Cet hibernation, le Voima (« concerté »), desservant de la escadrille finlandaise, en razzia depuis 1954, a été le liminaire à renier le transport d’Helsinki, le 31 décembre 2025. Les sept discordantes brise-glaces de la escadrille finlandaise l’ont annexé au conseil des semaines suivantes. Pendant cinq salaire, ils vont privilégier 2 500 canots à aller parmi les flots gelées de la Baltique, endroit de resurgir à embarcadère au jeunesse. A Helsinki, ces grands navires bicolores – intégraux équipés d’un bain – font paragraphe du aspect. Les rejetons viennent les louer et déposent des lecture moyennant à elles équipages. « Chaque Finlandais connaît le nom de l’un ou de l’hétéroclite », assure Paavo Kojonen, vice-président d’Arctia, la groupe confirmée qui gère la escadrille.
Outre le Voima, le Sisu (« concerté interne ») et l’Urho – du nom de l’vieillot directeur Urho Kekkonen, extinction en 1986 – sont hormis balancement les comme célèbres de la escadrille. Tous quelques ont été construits parmi les années 1970, sur le entassement marin d’Helsinki, plus Otso et Kontio – quelques mots de la fable finlandaise désignant des hyperonyme –, possessions depuis les années 1980. Fennica et Nordica, relativement leur, sont sortis du entassement marin de Rauma en 1993 et en 1994.
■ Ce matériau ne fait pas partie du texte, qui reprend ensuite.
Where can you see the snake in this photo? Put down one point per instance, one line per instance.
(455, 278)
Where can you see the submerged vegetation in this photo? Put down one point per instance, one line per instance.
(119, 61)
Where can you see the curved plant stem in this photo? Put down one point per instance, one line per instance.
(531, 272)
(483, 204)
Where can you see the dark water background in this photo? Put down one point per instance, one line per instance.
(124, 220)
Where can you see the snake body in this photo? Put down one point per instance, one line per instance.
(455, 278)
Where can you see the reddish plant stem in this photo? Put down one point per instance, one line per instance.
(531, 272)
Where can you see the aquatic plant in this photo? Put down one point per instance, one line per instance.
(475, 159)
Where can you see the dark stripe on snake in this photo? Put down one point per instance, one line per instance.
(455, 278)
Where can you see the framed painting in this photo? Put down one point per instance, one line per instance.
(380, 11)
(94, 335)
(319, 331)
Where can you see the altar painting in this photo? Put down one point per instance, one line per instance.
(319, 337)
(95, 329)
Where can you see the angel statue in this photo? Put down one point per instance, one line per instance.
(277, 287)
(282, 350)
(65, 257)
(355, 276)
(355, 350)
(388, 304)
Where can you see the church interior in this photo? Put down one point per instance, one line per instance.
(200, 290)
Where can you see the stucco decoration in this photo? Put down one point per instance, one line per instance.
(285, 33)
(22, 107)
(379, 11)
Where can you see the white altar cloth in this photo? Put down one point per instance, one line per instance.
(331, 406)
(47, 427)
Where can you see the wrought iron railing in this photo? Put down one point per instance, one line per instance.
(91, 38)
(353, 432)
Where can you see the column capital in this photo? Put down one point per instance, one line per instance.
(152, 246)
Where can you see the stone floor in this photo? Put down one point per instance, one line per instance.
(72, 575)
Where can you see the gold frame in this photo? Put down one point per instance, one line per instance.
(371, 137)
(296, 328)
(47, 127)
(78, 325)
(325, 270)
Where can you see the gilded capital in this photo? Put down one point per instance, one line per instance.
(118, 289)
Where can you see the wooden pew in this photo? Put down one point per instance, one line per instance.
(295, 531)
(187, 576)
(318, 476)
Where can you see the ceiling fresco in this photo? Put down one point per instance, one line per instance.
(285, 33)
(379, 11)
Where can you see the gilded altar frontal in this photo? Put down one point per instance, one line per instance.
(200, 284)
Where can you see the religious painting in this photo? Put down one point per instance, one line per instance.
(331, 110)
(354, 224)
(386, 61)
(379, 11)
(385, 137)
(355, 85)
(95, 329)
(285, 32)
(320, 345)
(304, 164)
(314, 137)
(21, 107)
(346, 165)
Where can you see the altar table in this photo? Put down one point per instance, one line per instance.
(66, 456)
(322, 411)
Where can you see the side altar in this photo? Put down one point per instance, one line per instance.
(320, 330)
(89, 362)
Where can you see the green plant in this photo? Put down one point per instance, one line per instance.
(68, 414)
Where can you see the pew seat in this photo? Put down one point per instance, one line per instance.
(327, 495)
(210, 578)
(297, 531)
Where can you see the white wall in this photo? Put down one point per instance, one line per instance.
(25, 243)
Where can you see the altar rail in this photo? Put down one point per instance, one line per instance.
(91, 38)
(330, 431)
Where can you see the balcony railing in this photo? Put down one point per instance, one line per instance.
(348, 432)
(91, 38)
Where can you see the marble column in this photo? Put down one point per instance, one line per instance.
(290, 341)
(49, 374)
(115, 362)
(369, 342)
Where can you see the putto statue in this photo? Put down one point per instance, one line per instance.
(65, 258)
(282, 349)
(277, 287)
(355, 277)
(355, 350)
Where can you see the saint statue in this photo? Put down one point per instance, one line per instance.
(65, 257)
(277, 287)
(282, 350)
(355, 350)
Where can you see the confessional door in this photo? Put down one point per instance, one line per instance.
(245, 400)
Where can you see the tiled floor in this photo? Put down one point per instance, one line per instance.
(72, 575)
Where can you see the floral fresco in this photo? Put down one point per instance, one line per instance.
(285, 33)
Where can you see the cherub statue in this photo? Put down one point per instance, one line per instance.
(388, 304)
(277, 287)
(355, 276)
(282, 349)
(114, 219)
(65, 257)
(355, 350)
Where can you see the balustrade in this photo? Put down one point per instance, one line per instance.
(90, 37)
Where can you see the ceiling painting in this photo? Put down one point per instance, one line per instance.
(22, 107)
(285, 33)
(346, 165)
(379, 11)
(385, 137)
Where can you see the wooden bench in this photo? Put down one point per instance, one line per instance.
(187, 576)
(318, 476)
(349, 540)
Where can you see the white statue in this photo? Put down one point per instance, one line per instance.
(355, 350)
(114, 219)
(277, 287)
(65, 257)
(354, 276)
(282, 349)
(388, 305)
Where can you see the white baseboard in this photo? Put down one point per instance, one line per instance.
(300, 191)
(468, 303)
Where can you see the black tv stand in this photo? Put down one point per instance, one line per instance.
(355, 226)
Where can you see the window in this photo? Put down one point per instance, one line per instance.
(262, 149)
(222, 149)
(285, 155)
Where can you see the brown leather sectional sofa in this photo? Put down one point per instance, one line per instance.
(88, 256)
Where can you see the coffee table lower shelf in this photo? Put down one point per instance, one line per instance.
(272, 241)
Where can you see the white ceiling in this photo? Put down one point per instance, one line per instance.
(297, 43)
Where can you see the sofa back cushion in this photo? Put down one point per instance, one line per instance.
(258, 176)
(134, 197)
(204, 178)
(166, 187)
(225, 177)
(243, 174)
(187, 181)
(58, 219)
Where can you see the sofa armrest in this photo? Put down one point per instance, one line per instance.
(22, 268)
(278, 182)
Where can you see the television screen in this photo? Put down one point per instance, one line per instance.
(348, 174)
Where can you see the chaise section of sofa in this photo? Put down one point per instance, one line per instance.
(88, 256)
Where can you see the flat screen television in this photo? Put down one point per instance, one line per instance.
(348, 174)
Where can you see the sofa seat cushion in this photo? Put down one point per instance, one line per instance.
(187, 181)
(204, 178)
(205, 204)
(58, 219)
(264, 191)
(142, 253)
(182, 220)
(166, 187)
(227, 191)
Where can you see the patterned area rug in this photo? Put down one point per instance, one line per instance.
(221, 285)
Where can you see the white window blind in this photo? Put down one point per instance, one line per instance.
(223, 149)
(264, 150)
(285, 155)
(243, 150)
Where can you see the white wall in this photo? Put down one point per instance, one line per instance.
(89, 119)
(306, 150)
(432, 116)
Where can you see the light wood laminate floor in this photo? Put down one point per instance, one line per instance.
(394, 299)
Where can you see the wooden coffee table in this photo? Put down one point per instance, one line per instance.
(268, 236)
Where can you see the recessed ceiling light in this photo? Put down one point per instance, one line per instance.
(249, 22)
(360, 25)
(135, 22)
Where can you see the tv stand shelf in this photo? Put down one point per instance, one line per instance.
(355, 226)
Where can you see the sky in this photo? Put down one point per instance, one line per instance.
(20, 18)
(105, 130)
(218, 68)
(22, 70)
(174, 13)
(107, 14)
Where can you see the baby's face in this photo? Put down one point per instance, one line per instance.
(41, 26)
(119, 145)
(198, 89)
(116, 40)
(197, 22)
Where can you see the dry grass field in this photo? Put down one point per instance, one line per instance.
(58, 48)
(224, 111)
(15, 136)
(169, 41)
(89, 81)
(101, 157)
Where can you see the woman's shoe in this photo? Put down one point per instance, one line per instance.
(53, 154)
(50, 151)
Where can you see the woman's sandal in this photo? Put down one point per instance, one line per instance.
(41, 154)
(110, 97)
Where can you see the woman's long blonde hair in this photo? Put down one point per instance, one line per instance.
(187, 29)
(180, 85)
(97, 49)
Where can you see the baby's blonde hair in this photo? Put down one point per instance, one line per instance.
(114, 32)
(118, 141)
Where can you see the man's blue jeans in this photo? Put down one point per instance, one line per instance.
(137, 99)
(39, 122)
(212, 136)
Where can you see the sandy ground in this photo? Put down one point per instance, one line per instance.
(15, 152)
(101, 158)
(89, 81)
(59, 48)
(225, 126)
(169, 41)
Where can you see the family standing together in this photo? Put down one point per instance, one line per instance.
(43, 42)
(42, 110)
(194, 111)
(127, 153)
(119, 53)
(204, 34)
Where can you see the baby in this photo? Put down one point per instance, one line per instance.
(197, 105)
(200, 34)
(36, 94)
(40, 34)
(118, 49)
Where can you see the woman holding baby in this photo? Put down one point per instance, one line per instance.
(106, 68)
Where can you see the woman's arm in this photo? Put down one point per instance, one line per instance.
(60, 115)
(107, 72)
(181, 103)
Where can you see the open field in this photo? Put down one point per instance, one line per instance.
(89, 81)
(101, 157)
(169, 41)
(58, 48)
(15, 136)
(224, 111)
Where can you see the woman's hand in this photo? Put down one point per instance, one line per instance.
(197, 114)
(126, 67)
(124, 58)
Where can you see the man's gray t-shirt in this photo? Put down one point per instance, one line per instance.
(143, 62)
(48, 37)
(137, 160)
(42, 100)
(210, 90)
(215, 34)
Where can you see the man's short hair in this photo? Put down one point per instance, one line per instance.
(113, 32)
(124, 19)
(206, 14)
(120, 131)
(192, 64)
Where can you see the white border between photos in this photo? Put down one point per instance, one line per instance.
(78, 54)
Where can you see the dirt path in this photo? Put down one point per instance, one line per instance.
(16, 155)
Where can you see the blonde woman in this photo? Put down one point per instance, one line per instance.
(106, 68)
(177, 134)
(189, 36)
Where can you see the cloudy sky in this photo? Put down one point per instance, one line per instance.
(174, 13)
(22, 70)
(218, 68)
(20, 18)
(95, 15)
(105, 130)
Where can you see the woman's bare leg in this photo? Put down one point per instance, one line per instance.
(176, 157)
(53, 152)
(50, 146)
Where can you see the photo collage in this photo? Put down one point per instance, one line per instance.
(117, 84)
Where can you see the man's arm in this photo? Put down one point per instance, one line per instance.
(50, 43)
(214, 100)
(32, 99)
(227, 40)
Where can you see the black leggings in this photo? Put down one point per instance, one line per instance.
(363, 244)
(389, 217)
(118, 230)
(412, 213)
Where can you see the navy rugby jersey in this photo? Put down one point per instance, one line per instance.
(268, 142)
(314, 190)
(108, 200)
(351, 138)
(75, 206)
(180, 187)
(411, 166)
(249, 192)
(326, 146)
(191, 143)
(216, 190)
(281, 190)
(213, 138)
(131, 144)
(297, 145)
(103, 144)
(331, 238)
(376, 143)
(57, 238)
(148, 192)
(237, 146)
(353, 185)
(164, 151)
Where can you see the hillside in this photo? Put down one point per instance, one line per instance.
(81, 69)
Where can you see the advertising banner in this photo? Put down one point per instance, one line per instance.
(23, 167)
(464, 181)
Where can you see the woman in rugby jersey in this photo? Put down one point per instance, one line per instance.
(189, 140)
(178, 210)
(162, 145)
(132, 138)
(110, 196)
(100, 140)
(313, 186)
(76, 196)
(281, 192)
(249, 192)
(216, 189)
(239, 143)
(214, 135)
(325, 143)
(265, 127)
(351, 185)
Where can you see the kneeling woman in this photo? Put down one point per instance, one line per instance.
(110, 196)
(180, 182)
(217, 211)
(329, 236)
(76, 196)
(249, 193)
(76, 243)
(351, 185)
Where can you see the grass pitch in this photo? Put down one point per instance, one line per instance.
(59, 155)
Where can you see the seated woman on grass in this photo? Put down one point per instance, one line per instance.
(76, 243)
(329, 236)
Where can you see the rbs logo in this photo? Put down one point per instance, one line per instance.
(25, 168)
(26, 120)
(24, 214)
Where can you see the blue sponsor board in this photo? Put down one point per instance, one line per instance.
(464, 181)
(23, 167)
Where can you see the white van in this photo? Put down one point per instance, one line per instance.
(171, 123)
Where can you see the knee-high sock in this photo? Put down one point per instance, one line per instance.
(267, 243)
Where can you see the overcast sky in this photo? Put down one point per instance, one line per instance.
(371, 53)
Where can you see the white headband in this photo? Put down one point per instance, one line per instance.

Quand des visiteurs étrangers débarquent en Finlande, c’est parmi les intérieur de Polaris que M. Kojonen les mène. Condensé du virtuosité logement, le brise-glace mis en munificence en 2016 est le liminaire au monde à jouer au gaz facilité amalgamé. « Pour la mer Baltique, c’est le chef parmi sa accouchement », avance le vice-président d’Arctia, qui vante « sa vigueur, le esthétique neuf de sa conque et son logique de ruissellement ». M. Kojonen est accoutumé à procurer de conduit : « Jusqu’à fin septembre 2025, nous-mêmes accueillions au moins quelques délégations américaines par semaine », confie Jukka Viitanen, envoyé d’Arctia.